AWS Lambda & Child Process Parallelizer
The package can detect the number of vCPU cores allocated to your lambda function and maximize its utilization. By default, it generates one child process per vCPU core, but this setting can be customized to meet your specific requirements. Alternatively, you can manually specify the number of child processes the library creates, regardless of the number of vCPU cores available.
It uses the Lambda function environment /tmp
folder to create the required module that runs in the child.
When you call the createChildProcessFromFile
or the createChildProcessFromCode
methods outside of the Lambda handler function, it will reuse the child processes across the different invocations within a Lambda instance, improving performance. Furthermore, if the package detects a disconnection of any of the child processes, it will recreate it automatically without affecting the execution.
Installation
To add this package to your dependency list, run:
npm i node-parallelizer --save
Usage
Child Process Parallelizer
Example 1, using child process parallizer in AWS Lambda.

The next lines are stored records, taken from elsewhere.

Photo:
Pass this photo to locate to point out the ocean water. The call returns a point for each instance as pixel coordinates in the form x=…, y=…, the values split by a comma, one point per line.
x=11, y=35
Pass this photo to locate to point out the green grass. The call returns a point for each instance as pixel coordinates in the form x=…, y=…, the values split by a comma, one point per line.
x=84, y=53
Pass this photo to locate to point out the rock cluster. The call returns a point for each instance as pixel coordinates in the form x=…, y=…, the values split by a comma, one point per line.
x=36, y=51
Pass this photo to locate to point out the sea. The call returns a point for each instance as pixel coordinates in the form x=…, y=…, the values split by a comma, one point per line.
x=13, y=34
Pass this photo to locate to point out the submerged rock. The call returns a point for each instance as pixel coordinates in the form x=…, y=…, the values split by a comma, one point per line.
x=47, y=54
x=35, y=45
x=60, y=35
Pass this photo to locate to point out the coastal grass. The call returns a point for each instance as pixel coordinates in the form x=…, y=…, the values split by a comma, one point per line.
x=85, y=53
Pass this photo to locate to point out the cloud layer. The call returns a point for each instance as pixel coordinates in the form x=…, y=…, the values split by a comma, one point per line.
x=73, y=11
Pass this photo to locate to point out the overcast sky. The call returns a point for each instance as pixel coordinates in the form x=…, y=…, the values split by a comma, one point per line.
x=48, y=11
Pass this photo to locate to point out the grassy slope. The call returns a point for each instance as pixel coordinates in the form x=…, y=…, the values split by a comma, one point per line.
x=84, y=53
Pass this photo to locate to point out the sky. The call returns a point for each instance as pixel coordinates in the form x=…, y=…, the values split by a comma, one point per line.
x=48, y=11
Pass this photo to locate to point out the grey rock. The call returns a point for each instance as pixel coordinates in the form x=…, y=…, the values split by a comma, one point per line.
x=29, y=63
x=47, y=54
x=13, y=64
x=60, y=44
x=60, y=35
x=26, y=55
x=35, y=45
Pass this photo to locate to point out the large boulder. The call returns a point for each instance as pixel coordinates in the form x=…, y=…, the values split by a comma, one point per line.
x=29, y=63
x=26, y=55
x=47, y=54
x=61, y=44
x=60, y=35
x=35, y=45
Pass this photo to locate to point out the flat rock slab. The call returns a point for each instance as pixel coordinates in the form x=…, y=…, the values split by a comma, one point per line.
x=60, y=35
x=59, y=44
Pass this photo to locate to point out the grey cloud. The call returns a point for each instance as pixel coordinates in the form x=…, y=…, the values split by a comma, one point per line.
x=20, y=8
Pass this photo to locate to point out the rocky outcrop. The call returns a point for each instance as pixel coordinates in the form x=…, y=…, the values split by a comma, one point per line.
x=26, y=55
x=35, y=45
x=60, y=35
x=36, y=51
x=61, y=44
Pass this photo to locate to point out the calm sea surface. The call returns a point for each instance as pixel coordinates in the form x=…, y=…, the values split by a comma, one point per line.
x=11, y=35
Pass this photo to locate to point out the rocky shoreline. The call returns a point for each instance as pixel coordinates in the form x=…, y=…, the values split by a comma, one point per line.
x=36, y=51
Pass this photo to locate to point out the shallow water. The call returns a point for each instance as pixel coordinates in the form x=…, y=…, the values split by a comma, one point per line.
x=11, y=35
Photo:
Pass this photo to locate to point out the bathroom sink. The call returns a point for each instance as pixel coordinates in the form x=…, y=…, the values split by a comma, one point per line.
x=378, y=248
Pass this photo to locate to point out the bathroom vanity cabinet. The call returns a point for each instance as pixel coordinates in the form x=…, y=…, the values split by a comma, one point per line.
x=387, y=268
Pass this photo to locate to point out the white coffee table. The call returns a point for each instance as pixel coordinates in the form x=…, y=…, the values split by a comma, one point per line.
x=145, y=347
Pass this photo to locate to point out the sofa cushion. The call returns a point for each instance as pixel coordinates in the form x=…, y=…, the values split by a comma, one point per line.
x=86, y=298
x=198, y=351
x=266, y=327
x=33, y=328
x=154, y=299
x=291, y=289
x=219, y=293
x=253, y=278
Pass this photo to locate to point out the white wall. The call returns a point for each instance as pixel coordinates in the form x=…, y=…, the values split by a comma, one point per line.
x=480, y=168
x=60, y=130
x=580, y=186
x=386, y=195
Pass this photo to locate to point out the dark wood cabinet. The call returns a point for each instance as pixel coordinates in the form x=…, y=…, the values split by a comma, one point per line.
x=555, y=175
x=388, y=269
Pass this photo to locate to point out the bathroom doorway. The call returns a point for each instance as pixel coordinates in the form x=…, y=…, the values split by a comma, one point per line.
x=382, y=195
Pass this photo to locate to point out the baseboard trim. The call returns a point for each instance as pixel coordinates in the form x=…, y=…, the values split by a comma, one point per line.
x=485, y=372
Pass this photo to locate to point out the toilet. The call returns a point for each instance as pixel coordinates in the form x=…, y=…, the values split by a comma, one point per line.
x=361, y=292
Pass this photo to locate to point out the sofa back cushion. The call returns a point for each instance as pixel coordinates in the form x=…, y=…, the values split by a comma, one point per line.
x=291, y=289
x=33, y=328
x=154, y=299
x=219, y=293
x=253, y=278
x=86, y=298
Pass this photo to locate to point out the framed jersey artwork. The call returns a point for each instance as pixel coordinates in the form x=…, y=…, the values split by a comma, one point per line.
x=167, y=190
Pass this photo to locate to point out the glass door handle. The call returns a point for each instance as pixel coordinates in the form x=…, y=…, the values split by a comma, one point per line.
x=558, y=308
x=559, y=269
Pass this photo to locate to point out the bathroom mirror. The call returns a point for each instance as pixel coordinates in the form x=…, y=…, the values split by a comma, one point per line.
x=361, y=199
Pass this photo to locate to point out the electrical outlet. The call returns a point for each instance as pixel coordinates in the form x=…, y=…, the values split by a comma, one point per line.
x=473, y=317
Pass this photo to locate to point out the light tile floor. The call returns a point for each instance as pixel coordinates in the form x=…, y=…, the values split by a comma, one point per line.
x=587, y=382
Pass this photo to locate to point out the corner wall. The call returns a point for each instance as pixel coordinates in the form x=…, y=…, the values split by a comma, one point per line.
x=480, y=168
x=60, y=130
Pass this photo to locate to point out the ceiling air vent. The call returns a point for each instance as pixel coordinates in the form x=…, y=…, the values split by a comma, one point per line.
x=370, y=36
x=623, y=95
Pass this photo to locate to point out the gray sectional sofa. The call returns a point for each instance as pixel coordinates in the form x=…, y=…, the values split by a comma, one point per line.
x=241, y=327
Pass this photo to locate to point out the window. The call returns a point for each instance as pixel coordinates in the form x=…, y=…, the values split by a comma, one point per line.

In this example, the repository structure looks like this
src/
handler.js
my-child-code.js
serverless.yml
package.json
The below snippet represents your Lambda handler
const { ChildProcess } = require("node-parallelizer");
const childProcess = new ChildProcess();
childProcess.createChildProcessFromFile({ filePath: "/var/task/src/my-child-code.js", processBatchFunctionName: 'batchProcessor' });
module.exports.handler = async(event) => {
const responses = await childProcess.runBatch(event.Records);
console.log(responses);
};
Ensure that the filePath parameter is given as an absolute path. In this sample, we've added '/var/task/' to our path child code path because Lambda deploys your code in that path folder.
The below snippet represents the code you want to run in parallel
const batchProcessor = ({ batch }) => {
return { success: true, count: batch.length }
}
module.exports = { batchProcessor }
Ensure the input signature of your function (this case: batchProcessor
) has batch
as a parameter. As this contains the subset of records that a child process will process.
Contribution
We welcome contributions to this project. If you are interested in contributing, please feel free to submit a pull request.